Overall morbidity rate was 34.1% (14 patients): grade I (6 patients, 14.6%), grade II (2 patients, 4.8%), grade IIIa (1 patient, 2.4%), and grade IIIb (5 patients, 12.2%). A number of 5 patients (12.2%) required re-laparotomy for postoperative complications. There was no postoperative mortality. Thus, at least one clinically relevant complication occurred in 8 patients (19.5%). Univariate analysis identified male gender (P = 0.034), increased body mass index (P = 0.002) and neuroendocrine pathology (P = 0.013) as statistically significant risk factors. Multivariate analysis identified male gender [odds ratio (OR): 1.29, 95%CI: 1.07-1.55, P = 0.005] and increased body mass index (OR: 23.18, 95%CI: 1.72-310.96, P = 0.018) as the only independent risk factors of clinically relevant morbidity after SPDP.
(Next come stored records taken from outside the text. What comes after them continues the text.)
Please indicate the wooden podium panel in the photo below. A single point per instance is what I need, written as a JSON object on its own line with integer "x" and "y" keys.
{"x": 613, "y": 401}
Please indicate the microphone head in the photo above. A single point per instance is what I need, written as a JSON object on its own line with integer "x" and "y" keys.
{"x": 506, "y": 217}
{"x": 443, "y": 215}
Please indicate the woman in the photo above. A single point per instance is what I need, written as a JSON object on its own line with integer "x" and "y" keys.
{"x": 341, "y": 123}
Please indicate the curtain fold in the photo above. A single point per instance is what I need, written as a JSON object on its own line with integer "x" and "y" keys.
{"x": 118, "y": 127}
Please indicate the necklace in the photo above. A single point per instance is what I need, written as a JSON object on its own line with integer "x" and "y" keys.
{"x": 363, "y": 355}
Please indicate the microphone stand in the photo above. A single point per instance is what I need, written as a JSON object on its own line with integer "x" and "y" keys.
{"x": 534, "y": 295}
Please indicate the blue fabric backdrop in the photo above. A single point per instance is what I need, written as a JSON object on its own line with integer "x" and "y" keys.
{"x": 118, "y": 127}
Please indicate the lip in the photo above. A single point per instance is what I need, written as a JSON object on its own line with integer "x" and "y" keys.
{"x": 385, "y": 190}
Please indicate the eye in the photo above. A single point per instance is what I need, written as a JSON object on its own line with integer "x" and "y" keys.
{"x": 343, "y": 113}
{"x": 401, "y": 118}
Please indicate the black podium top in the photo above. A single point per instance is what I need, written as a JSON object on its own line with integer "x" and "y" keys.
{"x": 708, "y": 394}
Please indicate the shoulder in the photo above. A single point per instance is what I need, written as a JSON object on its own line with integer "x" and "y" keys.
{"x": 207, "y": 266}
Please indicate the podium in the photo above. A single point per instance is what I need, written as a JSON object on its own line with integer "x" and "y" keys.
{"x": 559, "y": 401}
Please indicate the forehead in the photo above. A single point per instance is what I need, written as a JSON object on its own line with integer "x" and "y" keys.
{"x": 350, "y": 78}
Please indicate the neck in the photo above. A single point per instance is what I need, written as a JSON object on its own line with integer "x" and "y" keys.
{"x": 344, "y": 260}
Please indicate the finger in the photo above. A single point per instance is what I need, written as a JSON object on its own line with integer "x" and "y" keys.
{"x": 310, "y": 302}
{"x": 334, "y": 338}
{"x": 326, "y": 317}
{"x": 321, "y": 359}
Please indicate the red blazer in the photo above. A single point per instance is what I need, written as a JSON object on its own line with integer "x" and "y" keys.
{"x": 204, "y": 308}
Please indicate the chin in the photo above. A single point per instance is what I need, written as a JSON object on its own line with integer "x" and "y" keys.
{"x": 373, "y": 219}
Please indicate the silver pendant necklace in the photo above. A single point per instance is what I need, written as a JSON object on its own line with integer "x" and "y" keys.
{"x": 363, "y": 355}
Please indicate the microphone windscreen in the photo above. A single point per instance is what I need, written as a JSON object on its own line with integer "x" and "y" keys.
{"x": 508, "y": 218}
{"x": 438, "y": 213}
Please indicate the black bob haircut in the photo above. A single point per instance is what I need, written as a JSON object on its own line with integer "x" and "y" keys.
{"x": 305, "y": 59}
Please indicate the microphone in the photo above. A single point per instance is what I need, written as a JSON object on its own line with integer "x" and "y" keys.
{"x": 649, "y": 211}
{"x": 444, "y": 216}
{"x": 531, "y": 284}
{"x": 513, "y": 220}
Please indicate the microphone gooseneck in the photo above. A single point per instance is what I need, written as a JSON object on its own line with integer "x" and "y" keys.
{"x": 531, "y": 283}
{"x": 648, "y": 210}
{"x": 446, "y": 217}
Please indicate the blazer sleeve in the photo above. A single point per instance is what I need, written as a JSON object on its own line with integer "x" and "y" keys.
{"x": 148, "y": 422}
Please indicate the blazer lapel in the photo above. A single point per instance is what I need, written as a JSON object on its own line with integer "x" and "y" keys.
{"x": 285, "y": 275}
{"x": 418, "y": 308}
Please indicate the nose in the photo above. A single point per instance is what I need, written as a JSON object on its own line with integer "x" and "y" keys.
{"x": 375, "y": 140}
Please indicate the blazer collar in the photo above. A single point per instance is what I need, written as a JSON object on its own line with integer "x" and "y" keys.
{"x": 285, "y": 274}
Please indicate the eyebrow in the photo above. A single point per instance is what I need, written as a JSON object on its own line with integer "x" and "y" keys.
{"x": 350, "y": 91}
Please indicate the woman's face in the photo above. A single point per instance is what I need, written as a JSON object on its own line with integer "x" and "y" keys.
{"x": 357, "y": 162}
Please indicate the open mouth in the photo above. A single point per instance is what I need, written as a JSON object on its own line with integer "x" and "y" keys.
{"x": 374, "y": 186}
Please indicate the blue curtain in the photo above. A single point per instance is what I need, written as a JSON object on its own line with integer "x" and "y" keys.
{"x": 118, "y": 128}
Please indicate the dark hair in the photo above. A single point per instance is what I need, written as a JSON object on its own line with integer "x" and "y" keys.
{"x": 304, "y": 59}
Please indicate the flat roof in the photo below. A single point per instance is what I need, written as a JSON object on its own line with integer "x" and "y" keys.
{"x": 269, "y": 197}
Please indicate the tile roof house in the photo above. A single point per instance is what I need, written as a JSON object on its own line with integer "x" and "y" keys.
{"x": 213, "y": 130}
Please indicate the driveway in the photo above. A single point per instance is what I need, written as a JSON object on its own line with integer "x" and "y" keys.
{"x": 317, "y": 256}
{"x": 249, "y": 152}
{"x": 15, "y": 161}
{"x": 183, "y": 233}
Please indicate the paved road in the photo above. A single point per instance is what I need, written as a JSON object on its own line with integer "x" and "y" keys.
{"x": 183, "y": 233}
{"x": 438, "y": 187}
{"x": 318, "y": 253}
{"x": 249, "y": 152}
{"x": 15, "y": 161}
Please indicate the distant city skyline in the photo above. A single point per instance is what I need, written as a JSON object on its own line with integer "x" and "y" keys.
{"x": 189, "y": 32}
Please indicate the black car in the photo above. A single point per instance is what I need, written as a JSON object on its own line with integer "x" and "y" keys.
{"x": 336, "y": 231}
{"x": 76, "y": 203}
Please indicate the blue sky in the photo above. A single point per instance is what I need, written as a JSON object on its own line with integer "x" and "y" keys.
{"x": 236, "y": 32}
Male gender and increased body mass index are independently associated with increased risk of clinically relevant morbidity after SPDP. These findings may assist a surgeon in clinical decision-making to better select patients suitable for SPDP.
Core tip: No previous studies explored potential predictors of morbidity after spleen-preserving distal pancreatectomy (SPDP). The study aims to identify risk factors for clinically relevant complications after SPDP. Data of 41 patients with SPDP were reviewed and uni- and multivariate analyses were performed to assess potential predictors of clinically relevant morbidity, defined as complication ≥ grade 2 Dindo. The rate of clinically relevant complications was 19.5%. Male gender [odds ratio (OR): 1.29, 95%CI: 1.07-1.55, P = 0.005] and increased body mass index (OR: 23.18, 95%CI: 1.72-310.96, P = 0.018) were found as independent risk factors of clinically relevant morbidity after SPDP. These findings may assist a surgeon in clinical decision-making to better select patients suitable for SPDP.